JAKARTA - Kementerian Lingkungan Hidup (KLH)/Badan Pengendalian Lingkungan Hidup (BPLH) memberikan aturan baru terkait skema penentuan Penghargaan Adipura bagi daerah-daerah di Indonesia.
KLH/BPLH memperkenalkan konsep dengan memberikan predikat kota kotor sebagai salah satu aspek penilaian. Ini berdasarkan pengelolaan tempat pemrosesan akhir (TPA) dan daur ulang sampah.
Menteri KLH/Kepala BPLH, Hanif Faisol Nurofiq, menuturkan predikat Kota Kotor tersebut ditujukan bagi daerah dengan kinerja terendah. Ini membuat penilaian Adipura tak hanya keindahan dan kebersihan kota.

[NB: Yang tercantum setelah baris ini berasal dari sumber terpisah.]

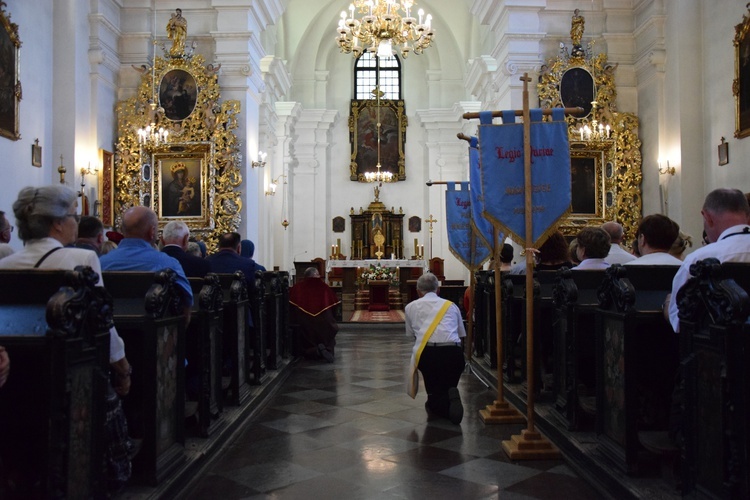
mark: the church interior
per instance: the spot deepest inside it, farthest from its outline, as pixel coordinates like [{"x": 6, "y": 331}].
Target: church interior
[{"x": 285, "y": 128}]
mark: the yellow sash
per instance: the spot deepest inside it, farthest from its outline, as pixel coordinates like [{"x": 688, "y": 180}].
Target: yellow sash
[{"x": 412, "y": 382}]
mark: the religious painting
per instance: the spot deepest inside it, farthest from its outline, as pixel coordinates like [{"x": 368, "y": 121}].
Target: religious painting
[
  {"x": 178, "y": 94},
  {"x": 415, "y": 224},
  {"x": 338, "y": 225},
  {"x": 36, "y": 154},
  {"x": 106, "y": 192},
  {"x": 181, "y": 188},
  {"x": 583, "y": 185},
  {"x": 10, "y": 86},
  {"x": 605, "y": 154},
  {"x": 591, "y": 185},
  {"x": 577, "y": 89},
  {"x": 367, "y": 151},
  {"x": 741, "y": 84}
]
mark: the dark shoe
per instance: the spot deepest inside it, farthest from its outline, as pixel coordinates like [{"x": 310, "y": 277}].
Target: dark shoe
[
  {"x": 455, "y": 408},
  {"x": 325, "y": 353}
]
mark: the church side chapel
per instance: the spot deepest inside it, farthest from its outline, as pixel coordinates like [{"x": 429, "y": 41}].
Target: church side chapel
[{"x": 356, "y": 147}]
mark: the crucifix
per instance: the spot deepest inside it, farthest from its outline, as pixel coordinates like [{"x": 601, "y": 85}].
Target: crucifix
[{"x": 431, "y": 221}]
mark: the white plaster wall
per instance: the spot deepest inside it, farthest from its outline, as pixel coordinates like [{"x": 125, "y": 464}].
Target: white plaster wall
[{"x": 35, "y": 22}]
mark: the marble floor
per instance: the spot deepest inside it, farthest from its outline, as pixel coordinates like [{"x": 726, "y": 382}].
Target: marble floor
[{"x": 348, "y": 430}]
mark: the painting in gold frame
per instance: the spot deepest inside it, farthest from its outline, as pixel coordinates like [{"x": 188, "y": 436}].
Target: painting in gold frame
[
  {"x": 106, "y": 193},
  {"x": 741, "y": 83},
  {"x": 10, "y": 48},
  {"x": 181, "y": 188},
  {"x": 363, "y": 136},
  {"x": 616, "y": 155}
]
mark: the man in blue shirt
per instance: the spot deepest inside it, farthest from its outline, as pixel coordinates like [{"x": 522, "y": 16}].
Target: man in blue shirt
[
  {"x": 229, "y": 260},
  {"x": 136, "y": 251}
]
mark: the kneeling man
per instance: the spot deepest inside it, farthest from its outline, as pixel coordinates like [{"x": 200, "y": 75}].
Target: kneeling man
[{"x": 437, "y": 326}]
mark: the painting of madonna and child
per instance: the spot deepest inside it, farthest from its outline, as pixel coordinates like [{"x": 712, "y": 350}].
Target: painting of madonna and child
[{"x": 181, "y": 192}]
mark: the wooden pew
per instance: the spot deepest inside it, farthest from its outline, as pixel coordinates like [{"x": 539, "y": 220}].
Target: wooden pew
[
  {"x": 576, "y": 301},
  {"x": 481, "y": 331},
  {"x": 148, "y": 316},
  {"x": 636, "y": 359},
  {"x": 714, "y": 350},
  {"x": 55, "y": 328},
  {"x": 284, "y": 312},
  {"x": 204, "y": 352},
  {"x": 257, "y": 360},
  {"x": 236, "y": 341},
  {"x": 273, "y": 323},
  {"x": 514, "y": 324}
]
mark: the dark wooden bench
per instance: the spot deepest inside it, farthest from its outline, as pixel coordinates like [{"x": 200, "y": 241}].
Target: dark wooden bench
[
  {"x": 55, "y": 327},
  {"x": 514, "y": 326},
  {"x": 257, "y": 359},
  {"x": 273, "y": 323},
  {"x": 636, "y": 359},
  {"x": 236, "y": 338},
  {"x": 148, "y": 315},
  {"x": 576, "y": 301},
  {"x": 715, "y": 353},
  {"x": 481, "y": 329},
  {"x": 204, "y": 352}
]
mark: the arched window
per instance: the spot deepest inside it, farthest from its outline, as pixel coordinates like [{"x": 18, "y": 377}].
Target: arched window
[{"x": 371, "y": 70}]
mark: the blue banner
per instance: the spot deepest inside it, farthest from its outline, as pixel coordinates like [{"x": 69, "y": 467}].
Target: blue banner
[
  {"x": 501, "y": 159},
  {"x": 481, "y": 225},
  {"x": 462, "y": 238}
]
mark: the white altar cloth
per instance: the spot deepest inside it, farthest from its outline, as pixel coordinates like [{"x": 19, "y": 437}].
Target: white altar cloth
[{"x": 389, "y": 263}]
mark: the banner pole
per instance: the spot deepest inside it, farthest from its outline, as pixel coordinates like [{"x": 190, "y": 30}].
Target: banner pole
[{"x": 530, "y": 445}]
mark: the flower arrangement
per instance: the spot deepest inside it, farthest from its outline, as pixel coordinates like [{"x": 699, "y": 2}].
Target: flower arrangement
[{"x": 377, "y": 272}]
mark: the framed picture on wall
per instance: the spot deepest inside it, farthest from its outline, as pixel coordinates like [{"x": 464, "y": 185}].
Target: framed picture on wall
[
  {"x": 10, "y": 48},
  {"x": 741, "y": 83},
  {"x": 182, "y": 187}
]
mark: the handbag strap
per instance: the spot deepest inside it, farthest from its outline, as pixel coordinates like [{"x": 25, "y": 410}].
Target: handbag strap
[
  {"x": 44, "y": 257},
  {"x": 438, "y": 318}
]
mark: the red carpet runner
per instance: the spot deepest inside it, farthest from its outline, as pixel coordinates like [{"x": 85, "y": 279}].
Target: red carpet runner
[{"x": 392, "y": 316}]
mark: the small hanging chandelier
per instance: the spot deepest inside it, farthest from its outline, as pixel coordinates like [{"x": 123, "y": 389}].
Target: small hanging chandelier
[{"x": 382, "y": 29}]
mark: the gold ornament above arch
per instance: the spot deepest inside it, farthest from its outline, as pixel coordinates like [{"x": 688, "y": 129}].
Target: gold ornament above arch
[
  {"x": 180, "y": 94},
  {"x": 610, "y": 159}
]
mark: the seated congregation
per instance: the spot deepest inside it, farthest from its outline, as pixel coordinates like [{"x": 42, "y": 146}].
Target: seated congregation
[
  {"x": 134, "y": 361},
  {"x": 131, "y": 362},
  {"x": 638, "y": 369}
]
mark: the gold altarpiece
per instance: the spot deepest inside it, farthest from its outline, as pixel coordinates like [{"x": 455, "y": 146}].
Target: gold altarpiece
[
  {"x": 605, "y": 164},
  {"x": 374, "y": 225},
  {"x": 180, "y": 93}
]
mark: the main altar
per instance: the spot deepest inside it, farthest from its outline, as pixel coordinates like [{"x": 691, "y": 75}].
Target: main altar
[{"x": 359, "y": 293}]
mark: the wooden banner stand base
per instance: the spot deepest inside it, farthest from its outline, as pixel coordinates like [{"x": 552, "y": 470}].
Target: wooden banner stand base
[
  {"x": 530, "y": 446},
  {"x": 501, "y": 413}
]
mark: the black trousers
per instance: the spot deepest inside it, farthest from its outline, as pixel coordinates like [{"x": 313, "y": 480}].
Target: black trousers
[{"x": 441, "y": 368}]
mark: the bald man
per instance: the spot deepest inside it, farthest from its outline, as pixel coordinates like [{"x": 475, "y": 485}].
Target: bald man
[
  {"x": 137, "y": 251},
  {"x": 617, "y": 254}
]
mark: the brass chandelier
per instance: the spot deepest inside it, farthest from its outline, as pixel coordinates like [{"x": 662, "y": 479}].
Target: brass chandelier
[{"x": 382, "y": 29}]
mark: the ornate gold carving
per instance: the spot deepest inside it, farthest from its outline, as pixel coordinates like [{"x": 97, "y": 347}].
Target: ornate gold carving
[
  {"x": 206, "y": 132},
  {"x": 618, "y": 159},
  {"x": 741, "y": 83},
  {"x": 10, "y": 69}
]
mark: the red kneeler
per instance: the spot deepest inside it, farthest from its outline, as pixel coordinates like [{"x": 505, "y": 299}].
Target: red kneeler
[{"x": 379, "y": 295}]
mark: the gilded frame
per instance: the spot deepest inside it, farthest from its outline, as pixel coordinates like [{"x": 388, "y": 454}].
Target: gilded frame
[
  {"x": 363, "y": 137},
  {"x": 616, "y": 158},
  {"x": 10, "y": 54},
  {"x": 741, "y": 83},
  {"x": 106, "y": 183},
  {"x": 205, "y": 136},
  {"x": 187, "y": 197}
]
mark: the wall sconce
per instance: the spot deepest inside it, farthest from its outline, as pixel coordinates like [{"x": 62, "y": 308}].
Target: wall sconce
[
  {"x": 666, "y": 170},
  {"x": 271, "y": 191},
  {"x": 261, "y": 160}
]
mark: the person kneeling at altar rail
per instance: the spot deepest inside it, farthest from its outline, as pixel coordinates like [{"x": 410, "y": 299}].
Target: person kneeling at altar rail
[
  {"x": 313, "y": 304},
  {"x": 438, "y": 328}
]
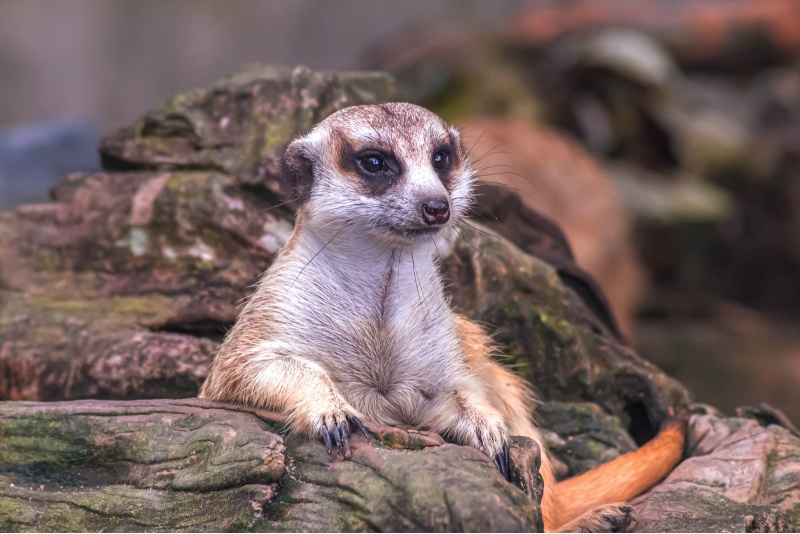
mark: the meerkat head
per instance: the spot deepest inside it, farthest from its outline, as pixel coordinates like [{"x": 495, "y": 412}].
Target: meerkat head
[{"x": 393, "y": 171}]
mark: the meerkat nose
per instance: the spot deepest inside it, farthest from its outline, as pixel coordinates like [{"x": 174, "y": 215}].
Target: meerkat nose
[{"x": 435, "y": 212}]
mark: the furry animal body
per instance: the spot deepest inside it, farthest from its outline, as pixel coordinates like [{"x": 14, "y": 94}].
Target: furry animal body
[{"x": 351, "y": 321}]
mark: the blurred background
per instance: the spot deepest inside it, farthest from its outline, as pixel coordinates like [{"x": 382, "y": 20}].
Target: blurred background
[{"x": 664, "y": 137}]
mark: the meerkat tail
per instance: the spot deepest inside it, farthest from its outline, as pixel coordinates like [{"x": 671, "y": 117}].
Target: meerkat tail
[
  {"x": 618, "y": 480},
  {"x": 563, "y": 502}
]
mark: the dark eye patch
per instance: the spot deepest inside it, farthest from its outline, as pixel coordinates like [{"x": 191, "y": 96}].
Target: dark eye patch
[
  {"x": 443, "y": 159},
  {"x": 374, "y": 164},
  {"x": 375, "y": 168}
]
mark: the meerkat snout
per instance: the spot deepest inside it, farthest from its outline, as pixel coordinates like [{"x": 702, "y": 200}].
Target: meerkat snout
[{"x": 435, "y": 212}]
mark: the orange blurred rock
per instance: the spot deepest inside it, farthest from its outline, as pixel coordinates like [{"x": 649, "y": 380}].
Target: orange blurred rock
[
  {"x": 558, "y": 178},
  {"x": 727, "y": 33}
]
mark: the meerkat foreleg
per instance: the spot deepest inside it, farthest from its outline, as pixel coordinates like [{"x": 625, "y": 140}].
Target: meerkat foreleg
[
  {"x": 303, "y": 391},
  {"x": 463, "y": 415}
]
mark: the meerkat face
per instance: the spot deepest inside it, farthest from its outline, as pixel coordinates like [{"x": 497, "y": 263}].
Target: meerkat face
[{"x": 394, "y": 171}]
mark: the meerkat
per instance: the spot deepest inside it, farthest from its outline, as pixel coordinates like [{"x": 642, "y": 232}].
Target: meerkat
[{"x": 351, "y": 321}]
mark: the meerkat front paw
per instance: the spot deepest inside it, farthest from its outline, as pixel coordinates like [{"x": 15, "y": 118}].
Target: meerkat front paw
[
  {"x": 331, "y": 422},
  {"x": 488, "y": 434},
  {"x": 336, "y": 430}
]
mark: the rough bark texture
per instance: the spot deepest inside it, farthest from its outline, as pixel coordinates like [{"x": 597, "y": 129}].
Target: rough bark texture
[
  {"x": 123, "y": 286},
  {"x": 195, "y": 465}
]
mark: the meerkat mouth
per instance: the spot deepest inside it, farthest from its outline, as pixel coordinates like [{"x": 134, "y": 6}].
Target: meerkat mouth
[{"x": 415, "y": 233}]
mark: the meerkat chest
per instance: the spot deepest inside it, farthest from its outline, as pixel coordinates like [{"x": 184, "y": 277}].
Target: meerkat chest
[{"x": 401, "y": 348}]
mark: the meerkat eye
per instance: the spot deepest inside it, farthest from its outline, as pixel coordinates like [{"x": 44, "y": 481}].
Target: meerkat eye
[
  {"x": 372, "y": 163},
  {"x": 441, "y": 160}
]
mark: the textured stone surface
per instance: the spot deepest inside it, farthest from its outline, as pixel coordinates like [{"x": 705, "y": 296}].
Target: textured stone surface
[
  {"x": 739, "y": 477},
  {"x": 195, "y": 465}
]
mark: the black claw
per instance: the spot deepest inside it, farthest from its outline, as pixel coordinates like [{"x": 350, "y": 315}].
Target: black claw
[
  {"x": 503, "y": 461},
  {"x": 326, "y": 437},
  {"x": 359, "y": 424},
  {"x": 337, "y": 436},
  {"x": 344, "y": 428},
  {"x": 507, "y": 458}
]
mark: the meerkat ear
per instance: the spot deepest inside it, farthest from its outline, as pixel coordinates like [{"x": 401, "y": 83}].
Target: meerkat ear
[{"x": 297, "y": 169}]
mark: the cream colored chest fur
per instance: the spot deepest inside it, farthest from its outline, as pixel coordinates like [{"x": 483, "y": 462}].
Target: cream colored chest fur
[{"x": 377, "y": 323}]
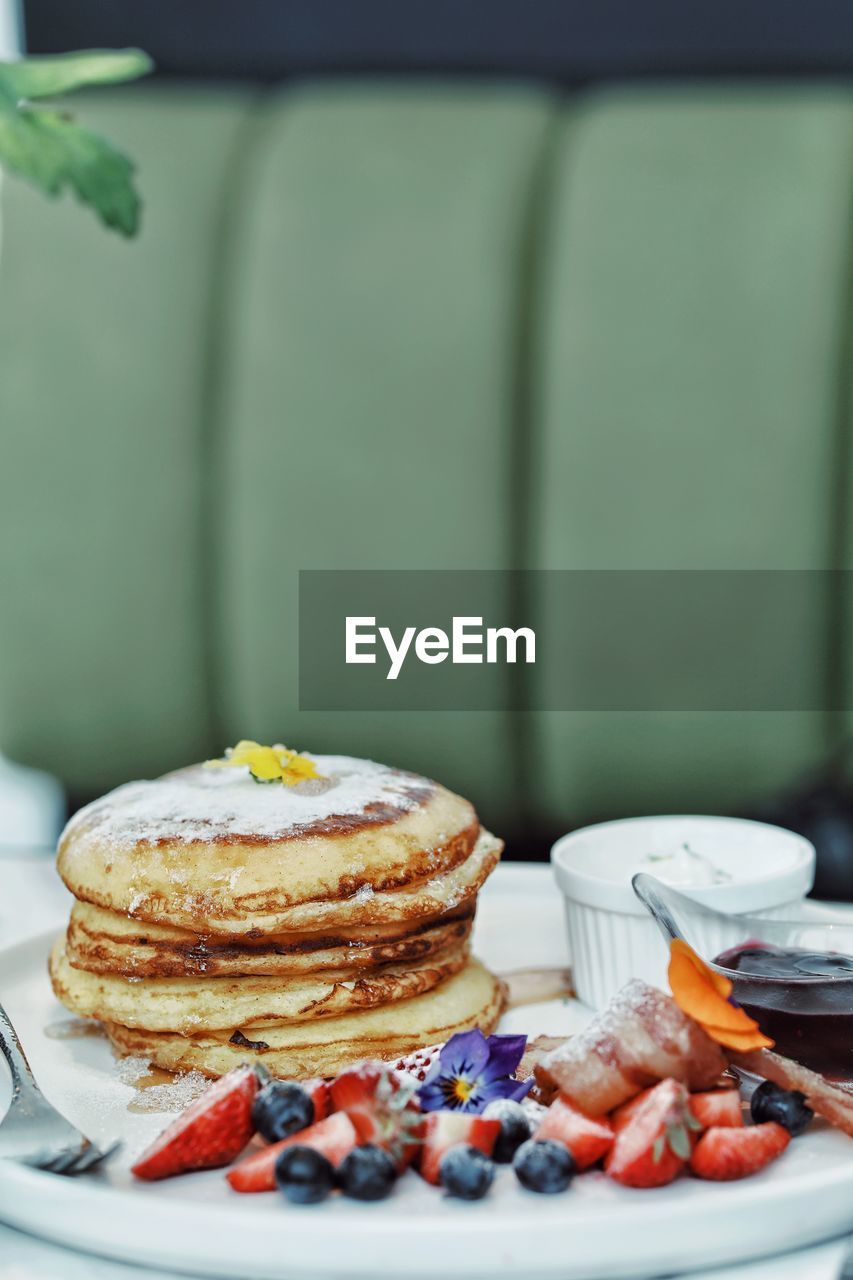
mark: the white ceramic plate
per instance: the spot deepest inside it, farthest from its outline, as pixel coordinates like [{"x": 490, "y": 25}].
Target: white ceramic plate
[{"x": 195, "y": 1224}]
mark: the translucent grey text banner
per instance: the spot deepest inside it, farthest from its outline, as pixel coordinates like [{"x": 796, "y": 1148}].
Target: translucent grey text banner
[{"x": 574, "y": 640}]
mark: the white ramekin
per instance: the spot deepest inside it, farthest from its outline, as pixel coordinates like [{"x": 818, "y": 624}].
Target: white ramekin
[{"x": 611, "y": 936}]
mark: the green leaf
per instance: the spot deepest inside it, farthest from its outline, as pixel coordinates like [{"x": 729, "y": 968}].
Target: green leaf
[
  {"x": 55, "y": 154},
  {"x": 63, "y": 73},
  {"x": 678, "y": 1141},
  {"x": 46, "y": 147}
]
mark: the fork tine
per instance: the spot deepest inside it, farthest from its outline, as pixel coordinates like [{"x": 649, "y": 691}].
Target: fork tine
[
  {"x": 59, "y": 1161},
  {"x": 94, "y": 1157}
]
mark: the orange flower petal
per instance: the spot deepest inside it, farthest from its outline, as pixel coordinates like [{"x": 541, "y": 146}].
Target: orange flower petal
[
  {"x": 702, "y": 993},
  {"x": 743, "y": 1042}
]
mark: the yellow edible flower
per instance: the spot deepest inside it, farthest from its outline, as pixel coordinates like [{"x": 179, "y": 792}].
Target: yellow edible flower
[{"x": 268, "y": 763}]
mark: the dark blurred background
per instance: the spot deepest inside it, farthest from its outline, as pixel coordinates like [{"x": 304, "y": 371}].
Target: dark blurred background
[
  {"x": 566, "y": 41},
  {"x": 461, "y": 284}
]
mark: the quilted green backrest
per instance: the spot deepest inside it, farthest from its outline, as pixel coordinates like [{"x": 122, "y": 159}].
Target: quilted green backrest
[{"x": 415, "y": 327}]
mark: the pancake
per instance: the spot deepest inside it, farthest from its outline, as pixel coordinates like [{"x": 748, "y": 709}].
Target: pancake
[
  {"x": 196, "y": 1005},
  {"x": 214, "y": 851},
  {"x": 474, "y": 997},
  {"x": 105, "y": 942}
]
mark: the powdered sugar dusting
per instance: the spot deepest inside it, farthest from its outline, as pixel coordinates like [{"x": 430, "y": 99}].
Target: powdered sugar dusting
[
  {"x": 200, "y": 804},
  {"x": 172, "y": 1096},
  {"x": 635, "y": 997}
]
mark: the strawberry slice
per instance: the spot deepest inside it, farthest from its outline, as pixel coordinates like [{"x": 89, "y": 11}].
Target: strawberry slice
[
  {"x": 446, "y": 1129},
  {"x": 724, "y": 1155},
  {"x": 211, "y": 1132},
  {"x": 587, "y": 1138},
  {"x": 333, "y": 1138},
  {"x": 621, "y": 1115},
  {"x": 382, "y": 1106},
  {"x": 655, "y": 1144},
  {"x": 719, "y": 1109}
]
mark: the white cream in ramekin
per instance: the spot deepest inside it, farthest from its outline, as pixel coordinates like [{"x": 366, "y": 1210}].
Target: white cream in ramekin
[{"x": 743, "y": 868}]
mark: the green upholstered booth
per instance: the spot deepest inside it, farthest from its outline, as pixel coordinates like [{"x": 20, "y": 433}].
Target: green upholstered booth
[{"x": 422, "y": 325}]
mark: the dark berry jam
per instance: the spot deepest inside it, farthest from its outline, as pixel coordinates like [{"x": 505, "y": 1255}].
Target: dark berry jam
[{"x": 802, "y": 999}]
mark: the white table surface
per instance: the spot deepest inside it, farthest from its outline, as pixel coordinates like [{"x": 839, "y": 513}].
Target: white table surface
[{"x": 31, "y": 901}]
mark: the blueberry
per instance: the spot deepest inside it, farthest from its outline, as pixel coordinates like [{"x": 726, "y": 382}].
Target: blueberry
[
  {"x": 466, "y": 1173},
  {"x": 304, "y": 1175},
  {"x": 543, "y": 1166},
  {"x": 366, "y": 1173},
  {"x": 282, "y": 1107},
  {"x": 515, "y": 1128},
  {"x": 787, "y": 1107}
]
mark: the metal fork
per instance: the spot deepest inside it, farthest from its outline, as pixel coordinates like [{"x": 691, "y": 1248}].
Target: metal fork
[{"x": 33, "y": 1132}]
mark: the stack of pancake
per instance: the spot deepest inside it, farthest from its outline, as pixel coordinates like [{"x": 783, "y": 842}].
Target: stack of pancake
[{"x": 220, "y": 920}]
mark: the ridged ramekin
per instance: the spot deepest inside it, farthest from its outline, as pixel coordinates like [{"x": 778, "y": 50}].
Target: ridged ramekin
[{"x": 611, "y": 936}]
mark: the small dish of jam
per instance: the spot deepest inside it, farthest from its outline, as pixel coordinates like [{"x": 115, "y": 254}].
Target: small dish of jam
[
  {"x": 793, "y": 976},
  {"x": 798, "y": 995}
]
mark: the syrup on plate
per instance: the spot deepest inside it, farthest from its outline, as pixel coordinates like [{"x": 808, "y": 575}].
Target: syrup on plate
[{"x": 803, "y": 999}]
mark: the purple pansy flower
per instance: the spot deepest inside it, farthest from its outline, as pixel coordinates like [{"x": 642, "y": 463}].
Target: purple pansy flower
[{"x": 471, "y": 1070}]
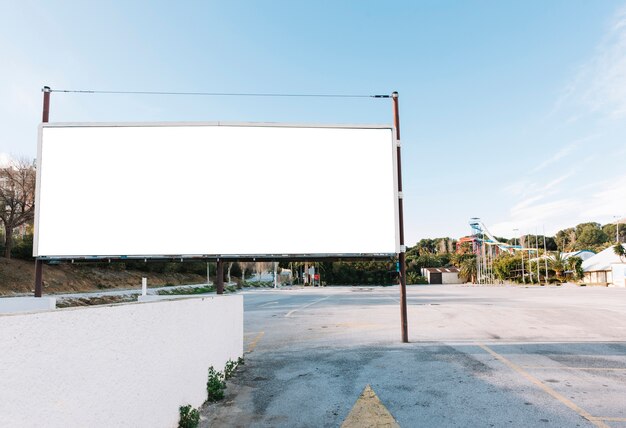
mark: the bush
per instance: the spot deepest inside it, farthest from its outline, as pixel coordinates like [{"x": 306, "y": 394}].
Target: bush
[
  {"x": 189, "y": 417},
  {"x": 216, "y": 385},
  {"x": 229, "y": 370}
]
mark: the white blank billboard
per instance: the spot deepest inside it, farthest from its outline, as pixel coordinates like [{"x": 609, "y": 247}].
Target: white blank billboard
[{"x": 111, "y": 190}]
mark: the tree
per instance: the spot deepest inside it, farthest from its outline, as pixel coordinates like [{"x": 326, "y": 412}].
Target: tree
[
  {"x": 17, "y": 199},
  {"x": 620, "y": 251},
  {"x": 575, "y": 264},
  {"x": 468, "y": 269},
  {"x": 558, "y": 264},
  {"x": 590, "y": 235}
]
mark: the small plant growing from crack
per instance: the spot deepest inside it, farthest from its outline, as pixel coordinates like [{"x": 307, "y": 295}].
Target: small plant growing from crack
[
  {"x": 216, "y": 385},
  {"x": 189, "y": 417}
]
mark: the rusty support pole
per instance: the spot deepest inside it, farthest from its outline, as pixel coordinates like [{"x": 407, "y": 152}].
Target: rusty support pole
[
  {"x": 38, "y": 263},
  {"x": 219, "y": 280},
  {"x": 401, "y": 255}
]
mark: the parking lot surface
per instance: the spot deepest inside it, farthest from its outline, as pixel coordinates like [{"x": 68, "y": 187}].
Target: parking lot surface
[{"x": 478, "y": 356}]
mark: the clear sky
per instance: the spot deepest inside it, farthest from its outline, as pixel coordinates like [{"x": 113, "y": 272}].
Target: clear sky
[{"x": 511, "y": 111}]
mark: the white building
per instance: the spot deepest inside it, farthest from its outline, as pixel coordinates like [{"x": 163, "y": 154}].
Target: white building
[{"x": 605, "y": 268}]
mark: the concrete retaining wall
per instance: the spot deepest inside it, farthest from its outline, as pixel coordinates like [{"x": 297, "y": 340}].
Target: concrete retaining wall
[
  {"x": 26, "y": 304},
  {"x": 122, "y": 365}
]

"Sekitar 10,8 juta ton atau hampir 20 persen dari total sampah nasional merupakan plastik. Namun, tingkat daur ulang nasional baru mencapai 22 persen, jauh dari harapan," ujar Hanif di Jakarta.
"Jawa menjadi wilayah dengan tingkat daur ulaang tertinggi 31 persen, diikuti Bali-Nusra 22,5 persen dan Sumatra 12 persen. Sementara, Indonesia Timur masih menghadapi tantangan besar," imbuhnya.
Lebih lanjut, KLH/BPLH juga akan melihat kapasitas kelembagaan, sistem pemilihan dari sumber, dan kepatuhan terhadap pelarangan TPA open dumping atau pembuangan terbuka sebagai penilaian.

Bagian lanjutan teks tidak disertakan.